Monday, February 17, 2014

Side Notes #1

Side notes, ya know, those things you don't think of until after you have already made your post or find out later and don't feel like editing to add. That is what this is and I am likely to have many of them so I have decided to number them.

This one in particular is about the mustard experiment. What I had intended to start that post off with was by sharing my deep and profound respect for professions in period who hand ground things. I tried to grind mustard seeds with a mortar and pestle and wow! I have neither the strength nor the callouses needed to be as effective as I need to be. My hat is off to them, or it would be if I wore a hat. With this in mind I was talking to my husband about it and he offered an Idea i had not thought about until then, they likely "milled" their spices. I know a simple thought but for some reason it just did not occur to me to be a logical one. They had small mills at home, hand held ones for grinding small amount of flour, why would they not have used them for spices or other things of a dry nature that they wanted "powdered".  I began to think about Scappi and his reference to fennel flour and the hard time I had  trying to grind dry fennel by hand. Why wouldn't a mill have been used, one of the hand size ones would be easy to use as well as easy to clean. It seems like such a simple solution.

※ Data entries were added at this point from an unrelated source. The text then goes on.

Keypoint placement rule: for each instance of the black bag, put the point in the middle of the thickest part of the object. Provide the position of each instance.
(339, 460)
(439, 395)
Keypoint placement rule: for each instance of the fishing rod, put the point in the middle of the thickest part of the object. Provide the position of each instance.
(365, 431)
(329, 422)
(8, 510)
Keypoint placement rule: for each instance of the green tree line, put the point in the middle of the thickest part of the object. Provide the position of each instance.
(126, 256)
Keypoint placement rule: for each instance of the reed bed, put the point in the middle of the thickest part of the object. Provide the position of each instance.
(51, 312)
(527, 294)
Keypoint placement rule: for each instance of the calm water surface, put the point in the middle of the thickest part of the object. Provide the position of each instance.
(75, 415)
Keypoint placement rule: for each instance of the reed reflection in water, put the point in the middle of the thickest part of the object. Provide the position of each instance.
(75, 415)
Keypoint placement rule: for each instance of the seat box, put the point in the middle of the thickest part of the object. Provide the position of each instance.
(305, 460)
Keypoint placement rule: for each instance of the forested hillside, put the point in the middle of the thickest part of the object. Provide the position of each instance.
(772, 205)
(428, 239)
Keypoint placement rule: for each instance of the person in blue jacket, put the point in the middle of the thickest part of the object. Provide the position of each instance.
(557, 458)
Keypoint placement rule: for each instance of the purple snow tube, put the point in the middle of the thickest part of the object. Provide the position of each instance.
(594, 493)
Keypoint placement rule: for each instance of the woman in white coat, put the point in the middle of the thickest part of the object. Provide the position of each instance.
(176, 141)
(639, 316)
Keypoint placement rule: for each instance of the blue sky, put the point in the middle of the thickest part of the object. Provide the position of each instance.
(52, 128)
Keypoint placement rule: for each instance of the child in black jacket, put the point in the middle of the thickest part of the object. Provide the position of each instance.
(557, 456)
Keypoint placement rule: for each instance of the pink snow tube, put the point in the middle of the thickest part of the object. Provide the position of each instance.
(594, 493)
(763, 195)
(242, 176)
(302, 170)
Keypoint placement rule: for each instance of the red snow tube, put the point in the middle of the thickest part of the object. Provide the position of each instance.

Now do I have any proof, no, or maybe I should say not yet. While I am not going to run right out and hunt  I will now have an ear open to the information if I happen to stumble across it.

1 comment:

  1. Mustard was certainly milled, in industrial quantities sometimes. I've visited a still-working mustard mill at Zaanse Schaans in the Netherlands. This particular mill isn't period, but I believe mustard mills as a phenomenon were.